Trump and Biden, neither one are proposing anything like the wars in Afghanistan or Iraq, or even a smaller intervention like Libya. Back between 2001-2003 and longer than that, liberal magazines were talking about taking over middle eastern countries and running their entire gov
Behind most of this war fervor was a real kind of liberal Messianic, this really strong savior complex. If you're not against taking out Saddam, you're with Saddam, it was Kendist foreign policy.
That's basically the definition of neoconservative, they had liberal roots and thought they couldn't achieve their order without huge military force https://twitter.com/flarniganotoole/status/1303518979449745408
This was the editor of The American Prospect's website making the case for the war in Iraq. It was all liberal rhetoric, too -- stopping fascists, deposing a dictator, helping the underprivileged. If you don't agree with this, you are "willing to live with them."

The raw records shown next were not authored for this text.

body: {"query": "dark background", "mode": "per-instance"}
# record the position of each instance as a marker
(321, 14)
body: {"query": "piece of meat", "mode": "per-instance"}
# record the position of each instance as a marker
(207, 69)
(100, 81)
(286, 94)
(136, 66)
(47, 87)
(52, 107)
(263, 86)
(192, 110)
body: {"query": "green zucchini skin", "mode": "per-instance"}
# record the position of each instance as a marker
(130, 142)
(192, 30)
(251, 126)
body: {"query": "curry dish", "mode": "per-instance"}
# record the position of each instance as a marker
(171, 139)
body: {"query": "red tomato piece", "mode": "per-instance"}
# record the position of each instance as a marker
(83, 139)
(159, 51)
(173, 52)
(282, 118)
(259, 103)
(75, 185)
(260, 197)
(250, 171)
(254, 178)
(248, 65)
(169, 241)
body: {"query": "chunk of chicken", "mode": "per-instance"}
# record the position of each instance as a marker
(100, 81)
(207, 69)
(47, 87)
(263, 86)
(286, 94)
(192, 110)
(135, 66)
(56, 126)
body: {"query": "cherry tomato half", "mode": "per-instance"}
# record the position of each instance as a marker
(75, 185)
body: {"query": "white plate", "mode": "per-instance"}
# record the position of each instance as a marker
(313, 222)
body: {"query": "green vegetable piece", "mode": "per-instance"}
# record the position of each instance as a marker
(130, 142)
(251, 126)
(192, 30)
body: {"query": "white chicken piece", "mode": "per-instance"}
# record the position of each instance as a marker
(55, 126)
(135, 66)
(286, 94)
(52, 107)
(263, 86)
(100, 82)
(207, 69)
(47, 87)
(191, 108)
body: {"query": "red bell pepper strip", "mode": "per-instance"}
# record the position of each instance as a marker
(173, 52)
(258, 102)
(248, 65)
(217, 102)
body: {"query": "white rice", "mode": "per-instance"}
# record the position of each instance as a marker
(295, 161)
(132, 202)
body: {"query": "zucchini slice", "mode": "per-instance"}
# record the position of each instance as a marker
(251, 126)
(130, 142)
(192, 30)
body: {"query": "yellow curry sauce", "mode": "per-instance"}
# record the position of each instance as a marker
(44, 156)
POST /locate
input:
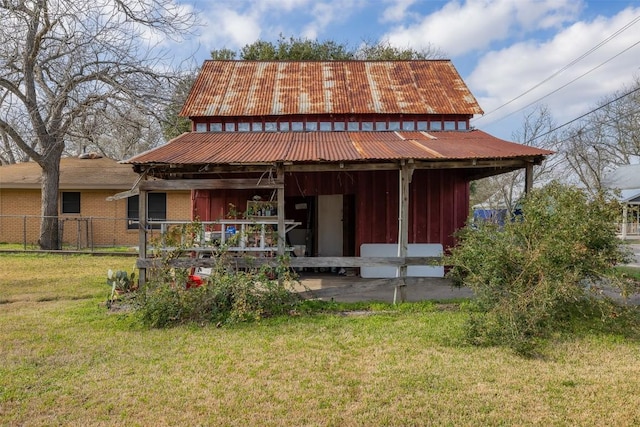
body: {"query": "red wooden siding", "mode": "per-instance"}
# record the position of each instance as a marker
(438, 202)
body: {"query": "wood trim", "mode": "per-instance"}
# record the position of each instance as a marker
(248, 261)
(211, 184)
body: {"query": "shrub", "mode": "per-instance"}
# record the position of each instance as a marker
(225, 296)
(532, 276)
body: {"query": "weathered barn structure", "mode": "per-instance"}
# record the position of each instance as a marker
(354, 153)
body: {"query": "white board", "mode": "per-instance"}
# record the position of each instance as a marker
(391, 250)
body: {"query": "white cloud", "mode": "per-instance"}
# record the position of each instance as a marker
(460, 28)
(503, 75)
(224, 27)
(397, 11)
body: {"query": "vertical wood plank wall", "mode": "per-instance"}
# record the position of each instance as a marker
(438, 206)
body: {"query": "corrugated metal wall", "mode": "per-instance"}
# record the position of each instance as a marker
(439, 202)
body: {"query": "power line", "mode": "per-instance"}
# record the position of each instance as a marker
(568, 83)
(584, 55)
(586, 114)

George Packer offered a good review here: America was juxtaposed primarily between fear (of Saddam Hussein) and the assumption that of course Saddam Hussein was the absolute evil so anything was justified in response https://www.nytimes.com/2002/12/08/magazine/the-liberal-quandary-over-iraq.html
I don't think this kind of messianic stance will return to foreign policy anytime soon because of Iraq just like Vietnam changed the trajectory of US history but I do think this messianic attitudes can take many forms. If you don't support action X, you must be okay with Y.
I agree he was one of the world's dictators for sure. But I think the flawed thinking that gripped America was the idea that if you are presented with such a foul situation, anything you do is therefore justified, even if it's foolish, rushed, or illegal https://twitter.com/WndlB/status/1303521743164891136
"This is something liberals should care about -- because liberating the captive peoples of the Mideast is a virtue in itself," Thomas Friedman, Jan 2003. Well as long as it's a virtue, don't have to think about the consequences if you feel virtuous.
So maybe the next time you feel like there's overwhelming pressure to "DO SOMETHING" think through: is the something actually wise? I think the moral panics and hysteria that gripped America in 2001 live on, they just manifest in different ways than an external war.